The association of food with the dead was common throughout the Near East, though the ritual practice varied, and differed across regions and through time. The practice of giving food to the dead occurred in two general forms, either at the burial site or away from it.3 This general distinction is important, as it implies different aspects of ritual practice. At the burial site, the practice was probably an irregular occurrence preformed either during the funerary ritual or at some point post-burial. Conversely, ritual repasts for the dead were often observed with some regularity. An example is the kispu ritual, known from Akkadian sources, which was not directly linked to burial and was often practiced according to dates on the lunar calendar (Bottero 2004, 119). Similarly, at Sam’al, where there is a fairly robust inscriptional record of feeding the dead (Herrmann and Schloen 2014), the practice was unassociated with burial and likely followed a regular schedule (Lemaire and Sass 2013, 122–23). Yet, the association of food and death was complex.
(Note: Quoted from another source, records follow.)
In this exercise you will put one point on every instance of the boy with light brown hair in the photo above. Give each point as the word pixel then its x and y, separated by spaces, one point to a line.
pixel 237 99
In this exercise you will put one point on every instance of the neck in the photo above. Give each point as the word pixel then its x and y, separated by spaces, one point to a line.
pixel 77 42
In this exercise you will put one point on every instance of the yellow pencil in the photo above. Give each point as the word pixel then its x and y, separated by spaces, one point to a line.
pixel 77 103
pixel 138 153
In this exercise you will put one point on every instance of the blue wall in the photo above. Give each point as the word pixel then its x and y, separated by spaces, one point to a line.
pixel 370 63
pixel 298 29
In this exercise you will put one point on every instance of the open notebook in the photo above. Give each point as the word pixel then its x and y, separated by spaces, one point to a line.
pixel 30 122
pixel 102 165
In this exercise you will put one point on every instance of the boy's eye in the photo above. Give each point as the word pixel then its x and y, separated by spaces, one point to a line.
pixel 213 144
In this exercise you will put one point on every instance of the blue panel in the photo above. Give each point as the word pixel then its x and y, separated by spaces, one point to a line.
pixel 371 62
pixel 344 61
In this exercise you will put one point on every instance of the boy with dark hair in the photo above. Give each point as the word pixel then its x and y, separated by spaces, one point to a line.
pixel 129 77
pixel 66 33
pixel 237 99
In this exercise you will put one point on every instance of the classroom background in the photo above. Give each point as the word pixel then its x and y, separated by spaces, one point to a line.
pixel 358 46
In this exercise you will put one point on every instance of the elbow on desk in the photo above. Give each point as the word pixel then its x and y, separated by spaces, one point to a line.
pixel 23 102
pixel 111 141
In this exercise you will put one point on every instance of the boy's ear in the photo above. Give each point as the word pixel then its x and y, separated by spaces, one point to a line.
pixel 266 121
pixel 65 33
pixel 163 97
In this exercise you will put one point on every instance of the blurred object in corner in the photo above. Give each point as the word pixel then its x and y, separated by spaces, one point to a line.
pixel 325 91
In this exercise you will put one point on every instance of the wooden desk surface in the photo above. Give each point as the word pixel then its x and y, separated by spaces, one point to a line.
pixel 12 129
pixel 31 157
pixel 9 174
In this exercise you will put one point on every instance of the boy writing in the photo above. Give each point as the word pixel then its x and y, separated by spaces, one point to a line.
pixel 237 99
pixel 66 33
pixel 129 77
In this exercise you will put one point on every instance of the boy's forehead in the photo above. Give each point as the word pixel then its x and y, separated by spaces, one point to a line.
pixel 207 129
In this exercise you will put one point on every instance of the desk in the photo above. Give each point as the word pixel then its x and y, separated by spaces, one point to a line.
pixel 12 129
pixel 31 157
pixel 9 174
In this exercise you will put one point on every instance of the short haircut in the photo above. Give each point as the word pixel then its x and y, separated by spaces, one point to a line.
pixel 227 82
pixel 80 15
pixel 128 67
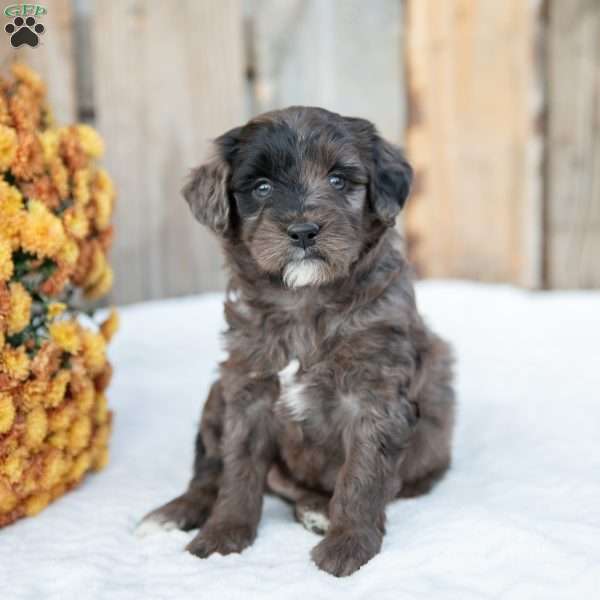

Jeremiah’s (16:7) reference to the “cup of consolation” most likely refers to mourning practices that occurred alongside funerary rituals. The consumption of food and drink in this example would be irregular, occurring at the time of death, but not necessarily at the tomb. In most of the biblical texts that mention food given to the dead, the subject is made in reference to corpse impurity.4 This suggests that the texts allude to cultural practices that occurred in close proximity to the dead. As such, they would be similar to, if not identical with, the symbolic act of feeding the dead by placing food vessels inside a Judahite tomb.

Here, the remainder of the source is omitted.